Post-transcriptional regulation of glucocorticoid function

Glucocorticoids (GCs) are corticosteroid hormones critically involved in the homeostatic control of stress and immune responses. Endogenous GCs generally tend to support the innate immune responses while inhibiting overexpressed adaptive immune responses. Synthetic GCs, given systemically or topically, are the first-line anti-inflammatory drug class prescribed in the treatment of the majority of chronic inflammatory and immune-mediated diseases. Regulation of gene transcription through the ligand-activated glucocorticoid receptor (GR) is the core mechanism of their anti-inflammatory action; however their regulatory function spans from early signaling-through non-genomic actions-to downstream post-translational modifications. The anti-inflammatory action of GCs is achieved also through post-transcriptional regulation (PTR) of gene expression, which modulates the rates of mRNA transport, decay and translation.
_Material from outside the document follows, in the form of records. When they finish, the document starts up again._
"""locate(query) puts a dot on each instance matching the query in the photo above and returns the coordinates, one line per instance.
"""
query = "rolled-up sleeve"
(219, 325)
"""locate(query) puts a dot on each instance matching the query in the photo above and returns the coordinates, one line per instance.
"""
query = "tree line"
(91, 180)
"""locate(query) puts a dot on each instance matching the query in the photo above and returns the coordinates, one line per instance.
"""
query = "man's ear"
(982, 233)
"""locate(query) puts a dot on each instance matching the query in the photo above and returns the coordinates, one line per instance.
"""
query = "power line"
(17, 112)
The molecular mechanisms by which GC act on PTR are still ill-defined but studies aimed at their discovery have been increasing in the last decade, subsequent to definitive experimental evidences of the important pathogenic role of PTR in inflammatory responses. In this chapter we will review the growing data indicating that control of deregulated post-transcriptional pathways is a critical, yet underappreciated component of GCs' efficient anti-inflammatory action. A more detailed understanding of the molecular species and pathways by which GC regulate inflammation by post-transcriptional mechanisms may lead to novel anti-inflammatory strategies that could be pursued as a GC-independent therapeutic approach.